Literature DB >> 30932717

Automatic texture and intensity based ovarian classification.

Kiruthika V1, Sathiya S2, Ramya M M3.   

Abstract

Detection of ovarian follicle/cysts and monitoring its growth is vital in infertility treatment in women. Ultrasound imaging technique is used for recognition of ovarian follicles and cysts. Profound variation in location, shape, size and color is seen in follicles. Human interpretation of follicles gives a chance for misinterpretation and false diagnosis. Follicle recognition becomes a challenging task due to the non-homogenous nature of the follicles and presence of speckle noise. To overcome this problem, computer assisted recognition of ovarian follicle and cysts followed by ovarian classification were proposed. Discrete wavelet transform (dwt) was used for despeckling. Texture and intensity based segmentation methods were used for automatic recognition.

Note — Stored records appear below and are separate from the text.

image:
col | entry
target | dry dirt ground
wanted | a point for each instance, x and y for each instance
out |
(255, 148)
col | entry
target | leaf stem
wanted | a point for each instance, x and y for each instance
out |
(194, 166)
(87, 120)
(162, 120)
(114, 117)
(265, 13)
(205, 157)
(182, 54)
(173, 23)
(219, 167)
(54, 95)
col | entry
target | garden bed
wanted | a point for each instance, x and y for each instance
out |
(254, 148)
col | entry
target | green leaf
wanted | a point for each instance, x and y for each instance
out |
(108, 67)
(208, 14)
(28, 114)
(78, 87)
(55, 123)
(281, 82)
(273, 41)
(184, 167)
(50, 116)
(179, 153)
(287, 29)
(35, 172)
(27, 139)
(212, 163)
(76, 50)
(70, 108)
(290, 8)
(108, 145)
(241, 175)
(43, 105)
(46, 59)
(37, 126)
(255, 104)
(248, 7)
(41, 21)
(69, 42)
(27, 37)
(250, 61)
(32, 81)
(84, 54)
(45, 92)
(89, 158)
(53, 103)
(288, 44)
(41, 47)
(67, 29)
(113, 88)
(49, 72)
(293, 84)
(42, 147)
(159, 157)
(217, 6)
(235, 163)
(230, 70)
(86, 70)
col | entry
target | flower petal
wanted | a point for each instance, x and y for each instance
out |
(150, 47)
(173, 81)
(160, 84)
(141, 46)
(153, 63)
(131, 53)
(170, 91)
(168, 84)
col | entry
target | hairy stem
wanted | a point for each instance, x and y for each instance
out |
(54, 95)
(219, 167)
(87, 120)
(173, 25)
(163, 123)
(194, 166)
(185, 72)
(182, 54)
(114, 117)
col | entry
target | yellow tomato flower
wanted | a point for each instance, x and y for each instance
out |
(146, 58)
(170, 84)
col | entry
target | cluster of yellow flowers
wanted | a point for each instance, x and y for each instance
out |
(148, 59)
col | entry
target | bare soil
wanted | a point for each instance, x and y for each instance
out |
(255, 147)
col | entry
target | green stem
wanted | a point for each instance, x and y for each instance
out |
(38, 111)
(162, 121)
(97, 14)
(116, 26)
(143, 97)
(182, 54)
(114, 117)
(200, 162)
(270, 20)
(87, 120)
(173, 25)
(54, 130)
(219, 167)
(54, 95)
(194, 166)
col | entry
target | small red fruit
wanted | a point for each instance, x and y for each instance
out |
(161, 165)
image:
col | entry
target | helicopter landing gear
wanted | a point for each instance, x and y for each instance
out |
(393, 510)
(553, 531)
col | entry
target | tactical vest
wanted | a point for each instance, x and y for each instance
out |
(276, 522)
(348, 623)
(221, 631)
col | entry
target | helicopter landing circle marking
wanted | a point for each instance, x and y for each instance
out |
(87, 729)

Classification of ovary was done based on ovarian morphology. This novel method serves as a decision support system for the medical expert. The efficiency of the proposed texture and intensity based ovarian classification (TIOC) method was demonstrated using various performance indices like sensitivity, specificity, accuracy, precision, Mathew's correlation coefficient and receiver operating characteristic curve. The resultant images obtained from the TIOC method was compared with the control images and existing methods for validation.

Entities:  

Keywords:  Discrete wavelet transform; k-means clustering; ovarian classification; ovarian follicle detection; texture features

Mesh:

Year:  2019        PMID: 30932717     DOI: 10.1080/03091902.2019.1588407

Source DB:  PubMed          Journal:  J Med Eng Technol        ISSN: 0309-1902


  1 in total

Review 1.  Artificial Intelligence in the Assessment of Female Reproductive Function Using Ultrasound: A Review.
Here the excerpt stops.